For Pennington, who founded the Source in the late 1990s, the idea was decades in its evolution. As a child, she grew up on a 500-acre farm with animals as companions and, even in the summers, was out exploring the woods. Inspired by Taoist philosophy, which holds that humans and animals should live in balance with the universe, she channeled the connection into her everyday life and recently finished a two-year program at the Center for Action and Contemplation that revolved around Franciscan and Christian mysticism.
She didn’t put the two together, however, until Easter 2020 when, after local beaches were closed to activity in the midst of the global pandemic, she returned to her favorite spot – Magens Bay – and was overwhelmed by the wildlife she found had returned to shores and surrounding area.
“Everyone was talking about it,” Pennington said. “The beach was filled with animals right after it reopened, birds, lizards, things I had never seen before.” So, she took pictures. Like she did when she was little, Pennington documented the nature around her, filling her camera roll with mushrooms, trees, heron, and while she was doing it, she mentally added in sayings or phrases that struck her in the moment.

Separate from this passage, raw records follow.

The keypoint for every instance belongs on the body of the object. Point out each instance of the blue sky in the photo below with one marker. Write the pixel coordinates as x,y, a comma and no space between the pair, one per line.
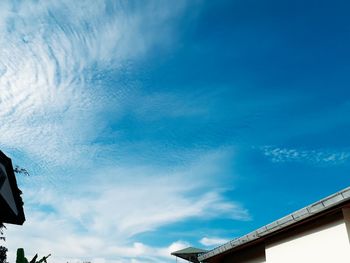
149,126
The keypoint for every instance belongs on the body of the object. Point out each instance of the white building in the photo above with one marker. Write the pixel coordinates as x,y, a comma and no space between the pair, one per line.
318,233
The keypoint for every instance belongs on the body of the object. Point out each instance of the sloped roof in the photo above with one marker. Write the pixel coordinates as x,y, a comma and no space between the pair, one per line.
190,253
307,212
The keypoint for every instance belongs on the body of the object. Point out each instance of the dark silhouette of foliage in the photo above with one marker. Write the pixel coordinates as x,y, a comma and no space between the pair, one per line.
20,170
3,250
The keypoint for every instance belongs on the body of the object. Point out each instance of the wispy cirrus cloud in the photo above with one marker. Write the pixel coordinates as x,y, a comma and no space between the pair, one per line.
58,96
106,211
213,241
325,157
51,55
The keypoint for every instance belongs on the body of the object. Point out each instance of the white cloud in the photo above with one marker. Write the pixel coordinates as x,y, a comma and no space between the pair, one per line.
322,157
213,241
103,215
52,110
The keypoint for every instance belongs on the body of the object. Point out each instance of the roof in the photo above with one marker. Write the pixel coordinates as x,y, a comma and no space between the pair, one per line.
190,253
282,223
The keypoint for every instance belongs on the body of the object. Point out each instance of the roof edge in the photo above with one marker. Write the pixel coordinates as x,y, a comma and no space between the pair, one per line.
288,220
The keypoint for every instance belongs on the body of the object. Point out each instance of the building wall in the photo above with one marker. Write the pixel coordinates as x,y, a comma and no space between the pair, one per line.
325,241
251,255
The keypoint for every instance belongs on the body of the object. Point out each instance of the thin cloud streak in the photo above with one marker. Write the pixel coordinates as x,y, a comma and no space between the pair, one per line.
107,215
326,157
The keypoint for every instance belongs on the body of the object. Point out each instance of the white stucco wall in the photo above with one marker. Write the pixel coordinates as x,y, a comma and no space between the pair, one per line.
325,244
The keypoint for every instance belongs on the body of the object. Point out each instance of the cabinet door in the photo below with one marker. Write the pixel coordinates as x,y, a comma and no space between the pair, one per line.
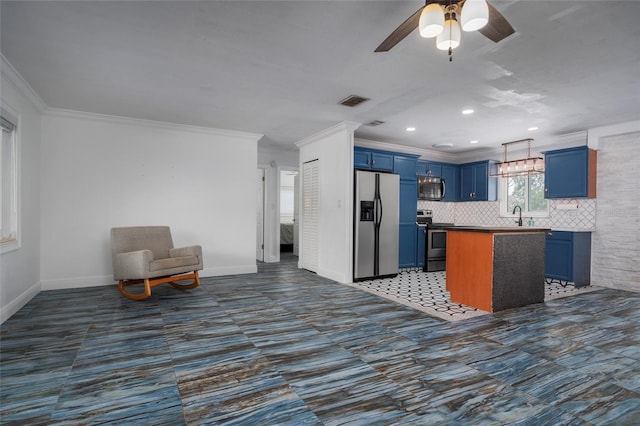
361,159
481,182
407,252
382,162
420,239
405,167
408,201
450,176
467,186
434,169
558,261
566,173
421,167
408,205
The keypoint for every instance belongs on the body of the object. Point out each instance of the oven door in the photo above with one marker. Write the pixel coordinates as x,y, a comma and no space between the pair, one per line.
435,250
436,243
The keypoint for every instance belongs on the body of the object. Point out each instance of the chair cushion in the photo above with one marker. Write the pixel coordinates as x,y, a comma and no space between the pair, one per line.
173,262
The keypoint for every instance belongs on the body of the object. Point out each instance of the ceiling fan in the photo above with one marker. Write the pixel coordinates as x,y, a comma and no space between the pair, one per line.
494,26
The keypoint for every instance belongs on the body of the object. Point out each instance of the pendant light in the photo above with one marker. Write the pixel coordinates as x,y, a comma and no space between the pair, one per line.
521,167
475,15
431,21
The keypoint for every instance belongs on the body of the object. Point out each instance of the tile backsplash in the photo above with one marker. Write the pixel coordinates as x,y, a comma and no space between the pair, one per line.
583,217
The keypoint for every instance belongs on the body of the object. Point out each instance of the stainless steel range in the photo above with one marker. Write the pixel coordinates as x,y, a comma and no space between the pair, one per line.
435,250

“I intended to do something with it, and then, of course, there were lots of other things to do, so I put it aside,” she said. Putting it “aside” happened a few more times before last September, when she mentioned the idea of pairing the poetry with photography to friend Jane Coombes, owner of Mango Tango Art Gallery, who encouraged her to move forward. Pennington pulled in graphic artist Gary Metz, who agreed to make the initial design, and then a few weeks later, inspiration struck again.

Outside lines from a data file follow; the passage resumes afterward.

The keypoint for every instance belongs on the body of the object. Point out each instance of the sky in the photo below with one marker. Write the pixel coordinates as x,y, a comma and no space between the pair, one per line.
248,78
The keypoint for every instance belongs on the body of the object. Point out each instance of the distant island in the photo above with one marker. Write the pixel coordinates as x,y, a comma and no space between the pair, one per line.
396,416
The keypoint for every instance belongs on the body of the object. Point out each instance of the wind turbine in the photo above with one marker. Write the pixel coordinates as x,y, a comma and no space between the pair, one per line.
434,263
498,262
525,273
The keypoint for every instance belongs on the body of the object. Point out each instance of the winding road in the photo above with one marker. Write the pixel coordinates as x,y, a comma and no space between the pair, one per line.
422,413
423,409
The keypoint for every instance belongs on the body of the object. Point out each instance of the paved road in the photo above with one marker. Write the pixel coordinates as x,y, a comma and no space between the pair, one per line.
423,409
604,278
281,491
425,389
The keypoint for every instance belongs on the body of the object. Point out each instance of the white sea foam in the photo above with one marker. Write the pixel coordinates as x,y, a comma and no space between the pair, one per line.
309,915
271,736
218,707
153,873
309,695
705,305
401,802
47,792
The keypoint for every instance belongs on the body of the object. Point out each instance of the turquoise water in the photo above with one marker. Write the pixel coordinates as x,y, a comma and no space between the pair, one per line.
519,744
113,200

On a trip to New York, with few animals in sight, Pennington started looking over the photos she had compiled and writing the poetry to go along with them. In New York, she added a photo of a pigeon being fed a piece of bologna by a man in the park, which she sent to Metz. The design he returned – later named Pigeon Pose – was the first in the installation and it “kind of evolved from there,” Pennington said.
Coombes was just as excited when Pennington reintroduced the idea upon her return, and with that, Pennington set to work, completing 12 pieces that will be on display once the exhibit opens on Friday, December 10.
“I feel like it’s kind of an amusing editorial on climate change through poetry,” Pennington said. “I’ve been an activist my whole life, and then I realized that’s not what changes things. Art changes things, music changes things, whether it’s good, bad, whatever, it changes people’s hearts, and that’s what we have to change. So what we have to do is to change their hearts. We have to start caring about everything, including each other.”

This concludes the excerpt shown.